Councillor Richard Vernon, the deputy mayor of Montego Bay in St James, has indicated that fundamental scouting principles and skills are required to combat the strain that is currently endangering the nation’s development.

In addition to proposing these remedies, Vernon is advocating the re-establishment of fundamental principles, the reconceptualisation of objectives, and the rewiring of belief systems, arguing that strain has presented significant obstacles to the nation’s developmental aspirations.

“Building the future for Vision 2030 will need the Scouts Association of Jamaica, which provides youth with programmes and activities that build self-confidence and reinforces ethical standards,” Vernon said as he delivered the main address at the just-concluded 113th National Leaders Conference of the Scouts Association of Jamaica.

Deeper appreciation for service

The conference, which is held annually, was hosted this year at the Teamwork Associates Hospitality and Retreat Centre in Montego Bay, St James, under the theme Building Together for the Future.

“It will need basic scouting skills that promote teamwork and encourage youth to achieve a deeper appreciation for service to others in their community,” Vernon said, noting that “ultimately, this experience enhances self-worth and high self-esteem, which prepares our youngsters for complex decisions and resilience under peer pressure”.

The deputy mayor explained: “It challenges strain, so scouting can challenge strain. And if you challenge strain, you’ve challenged many developmental challenges we have in our society.”

According to the deputy mayor, the Scouts Association of Jamaica, through its members who are strategically placed across the island, has the tools required to drive the process through its value system, which is capable of conquering strain.

He noted that many of the problems the country is now battling stem from strains that tend to spring from cases where people accept the goals of society and reject the conventional means of achieving them.

“As we look around us and what is happening to our society, we can also relate to the strain. Some see the goal, understand the dream, and want it, but they find innovative, illegal ways to accomplish it,” Vernon said.

“This effect of strain is the underpinning of my call for the restoration of essential values, goal reconceptualisation, and rewiring of our grounded belief systems,” he stated.

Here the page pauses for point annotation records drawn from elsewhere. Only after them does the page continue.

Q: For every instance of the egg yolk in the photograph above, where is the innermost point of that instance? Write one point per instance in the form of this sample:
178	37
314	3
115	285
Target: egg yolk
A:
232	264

He argued that the push for negative goal orientation is immense, emanating from the lyrics of the most popular genres – dances, dancehall, trap afrobeat, and rap – and redefines community leaders, the dons who have replaced the anthological agencies of teachers, police, lawyers, and doctors and who have become the symbol of success for many youth.

Vernon, who holds a Master of Science degree from the University of the West Indies, Mona, in development studies, governance, and public policy, noted that while these professions are still respected, they are “unfortunately, not ideal” for a significant cross section of the youth population, especially those facing adverse social conditions.

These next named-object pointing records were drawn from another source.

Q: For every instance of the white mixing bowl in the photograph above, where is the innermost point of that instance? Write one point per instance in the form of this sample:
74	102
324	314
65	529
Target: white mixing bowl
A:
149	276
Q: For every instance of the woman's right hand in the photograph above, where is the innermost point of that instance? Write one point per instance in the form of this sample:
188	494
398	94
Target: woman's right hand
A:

“The push for restoration must be equally pervasive. Parenting is a factor, but value restoration will need the school. Teachers must dress the part, act the part, and impart positive values,” the deputy mayor insisted.

“Belief systems rewired will need the Church. Religious leaders must demonstrate and manifest religious credibility and transparency. Goal reconceptualisation will require government policies to positively impact the lives of people, and public funds invested must translate into the development of the people,” Vernon added.